The experimental equipment used in this work is a self-designed thermogravimetric evaporation furnace, shown in Fig. 1. In order to prevent molten salt from absorbing water and leak radioactive substances, the furnace should be placed in a glove box filled with argon gas (oxygen content ≤10 ppm, water content ≤100 ppm). A quartz tube (height = 250 mm, inner diameter = 18 mm, outer diameter 20 mm) is installed in the customized basket. A nickel foil is placed on the quartz tube to collect the vaporized gaseous products, as shown in Fig. 2. Finally, a nickel crucible with height of 25 mm, inner diameter of 14 mm and outer diameter of 16 mm, which is placed at the bottom of the quartz tube.

Fig. 1 Schematic diagram of self-designed thermogravimetric evaporation furnace.

Fig. 2 (a) A ring of nickel foil inside the quartz tube; (b) the customized basket.

Experimental method

First, molten salt for the experiment is prepared. LiF–BeF₂–ZrF₄ salt (65–30–5 mol%) was prepared according to the procedures described in our previous work.²¹ UF₄, ThF₄ and LiF–BeF₂–ZrF₄ salt with a mass ratio of 2 : 2 : 26 were mixed in the nickel crucible (purity ≥99.96%), which placed inside the furnace vessel, heated at 550 °C for 3 h, and then 20% F₂/Ar mixture was injected for 2 h. Finally, UF₄ was oxidized into UF6 and then volatilized. The prepared carrier salt (FLiBeZr) containing ²³³Pa was cooled and ground into powder for standby application.

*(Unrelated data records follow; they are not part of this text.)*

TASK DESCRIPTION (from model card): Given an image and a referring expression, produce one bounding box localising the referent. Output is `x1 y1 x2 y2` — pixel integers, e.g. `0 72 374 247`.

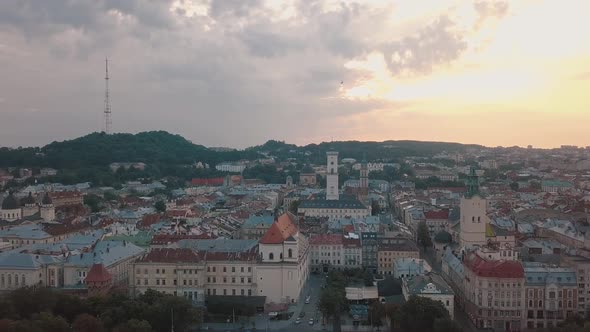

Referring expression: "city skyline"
0 0 590 148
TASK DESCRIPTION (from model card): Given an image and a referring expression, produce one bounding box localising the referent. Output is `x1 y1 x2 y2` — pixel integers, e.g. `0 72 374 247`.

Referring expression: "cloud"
0 0 478 147
473 0 509 30
383 16 467 74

Vacuum distillation experiment was carried out in FLiBeZr salt. About 1 g of molten salt above was placed in a nickel crucible, which was weighted to record the mass before the experiment and then the radioactivity of the interest nuclides in the molten salt was measured. The crucible is placed at the bottom of a quartz tube with a ring of nickel foil. Then put the quartz tube in the basket and heat the basket in the thermogravimetric furnace, so that the bottom of the basket is heated at the highest temperature zone of the furnace.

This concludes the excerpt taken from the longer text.